Tra le notizie pessime di questo inizio 2005, dopo Bush Reloaded e il PM10, c’è lo strombazzato ritorno degli anni ’80. Un fatto orribile, che non vi fa saltare sulla sedia solo perché molti di voi erano troppo piccoli per ricordarsene. Ma io me li ricordo benissimo e saprei bene come accoglierli se ritornassero: a sputi in faccia.
Anni di merda: nasce il plastic pop, la new wave, Mtv, i rampanti; vanno di moda i soldi, le spalline nelle giacche e i capelli dritti in testa. Anni in cui non si lavora (per esempio alla Rai) se non si piace al dirigente socialista di turno, in cui la corruzione arriva anche ai livelli bassi della società (“A Se’, se te serve ‘na casa popolare fammelo sapé”, mi disse una sera uno che conoscevo anni prima, e che nel frattempo era diventato una mezza tacca del PSI, lasciandomi letteralmente di sasso), in cui gli stronzi (che negli anni ’70 avevano dovuto volare molto bassi) rialzano la testa – quella testaccia di cazzo vacua su cui nel frattempo era comparso il gel.
Gli anni ’70 avevano lasciato l’Italia stremata: gli anni di piombo, l’eroina, la fuga in oriente, la crisi delle ideologie, la DC, insomma un disastro. Il periodo successivo, appunto gli anni ’80, si è chiamato “Riflusso” proprio per via della leggerezza e vacuità che l’ha contraddistinto. Dopo il Punk e la Disco (ambedue musiche nichiliste, per versi diversi) arriva la New Wave, inglese, stilosa e moscetta. Certo che in quegli anni ci sono MB, Will Powers, Furious Five e Throbbin Gristle, ma il New Wafer preferisce Bob Geldof, gli Style Council (un gruppo proprio schiumogeno) o perfino i Pet Shop Boys. Gente simpatica e innocua, ma così intenta a prendersi sul serio senza nessun motivo che faceva ridere già all’epoca.
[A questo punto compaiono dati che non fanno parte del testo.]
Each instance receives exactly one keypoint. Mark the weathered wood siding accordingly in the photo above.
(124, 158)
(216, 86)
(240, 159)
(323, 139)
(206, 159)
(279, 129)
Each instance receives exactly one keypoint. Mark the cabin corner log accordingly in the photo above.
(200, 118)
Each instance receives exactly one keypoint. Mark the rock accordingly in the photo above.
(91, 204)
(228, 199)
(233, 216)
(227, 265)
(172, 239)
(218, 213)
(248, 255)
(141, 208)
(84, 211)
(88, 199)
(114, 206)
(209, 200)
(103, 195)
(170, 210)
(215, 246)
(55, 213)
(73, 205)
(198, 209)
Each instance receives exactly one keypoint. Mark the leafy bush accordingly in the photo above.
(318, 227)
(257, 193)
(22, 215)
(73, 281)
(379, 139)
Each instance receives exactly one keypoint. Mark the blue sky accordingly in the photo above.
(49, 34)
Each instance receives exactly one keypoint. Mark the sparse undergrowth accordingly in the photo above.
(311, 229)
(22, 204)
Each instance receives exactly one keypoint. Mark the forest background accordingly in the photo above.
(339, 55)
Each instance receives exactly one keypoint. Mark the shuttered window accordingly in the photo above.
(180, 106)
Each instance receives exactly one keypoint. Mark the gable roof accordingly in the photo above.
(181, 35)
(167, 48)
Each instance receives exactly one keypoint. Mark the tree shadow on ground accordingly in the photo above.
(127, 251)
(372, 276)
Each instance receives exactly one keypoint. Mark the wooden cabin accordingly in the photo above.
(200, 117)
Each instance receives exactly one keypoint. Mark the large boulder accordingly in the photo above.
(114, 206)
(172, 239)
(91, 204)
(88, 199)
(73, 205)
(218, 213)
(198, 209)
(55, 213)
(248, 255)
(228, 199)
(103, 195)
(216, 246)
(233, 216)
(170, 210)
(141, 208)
Gli anni ’80 restano nella storia per essere stati i primi in cui tornavano altre decadi. Fino agli anni ’70 si andava dritti e si guardava avanti. Poi sono iniziati i ritorni: gli anni ’30/’40 (con gli immondi Matt Bianco), gli anni ’50 (Un’estate al mare, Tropicana e il finto Rockabilly) e i ’60 (quelli di Red Ronnie, rip); dai ’70 ci stiamo appena riprendendo. Ma se ha un senso rivisitare anni importanti come questi, mi chiedo se ne abbia farlo con una decade di riporto, socialmente, artisticamente e culturalmente rivolta all’indietro come gli anni ’80.
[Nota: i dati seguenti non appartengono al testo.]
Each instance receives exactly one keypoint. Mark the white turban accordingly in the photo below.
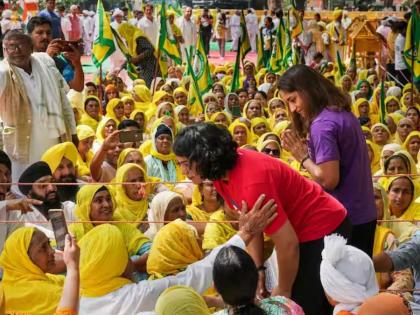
(347, 274)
Era tutto brutto? Ovviamente no. New York ha avuto una scena incredibile (tra cui Talking Heads, Laurie Anderson e No New York) e perfino L’Inghilterra, a mollo nella New Wave, ha prodotto mondi come Rough Trade o la prima Virgin, e band come gli Heaven 17. Negli anni ’80 inoltre si consolidano dei generi fondamentali, come l’Hip hop o il Metal, e nasce la cultura della musica fatta con le macchine; escono dischi bellissimi come “Slave to the Rhythm” di Grace Jones o “Echoes” di Wally Badarou (mai sentito? Ecco cos’erano gli anni ’80. Usciva un album seminale, in anticipo di dieci anni – e poi ultracampionato dai Massive Attack – e nessuno se ne accorgeva, tutti distratti dai Soft Cell). In quegli anni si intensifica la frequentazione tra rock e funk, e si affacciano in Europa i nuovi musicisti africani, due fattori che negli anni successivi apriranno alcune belle strade.
Quindi gli anni ’80 non sono tutti da buttare, ma la gran parte sì. E quando sento dire che tornano m’immagino sempre quelli che all’epoca erano felici e contenti (alcuni dei quali sono tuttora in giro a sprecare ossigeno, sempre con quell’aria che hanno già visto tutto) che riprendono a dire ovvietà; che tornano Drive In (nei miei ricordi un orrendo incubo di paillettes e trivia), Morissey (che è già puntualmente tornato, proprio ciò di cui il mondo ha bisogno), Craxi e il Made in Italy. Che ci rimetteremo i pantaloni a palloncino e le spallone larghe, e che si ripresenterà l’orrendo tengentista a propormi delle case popolari o il cazzone con gel e spolverino a spiegarmi lo stile… Speriamo di no, facciamo che dopo i 2000s vengono i 2010s e non i micidiali 1980s, grazie.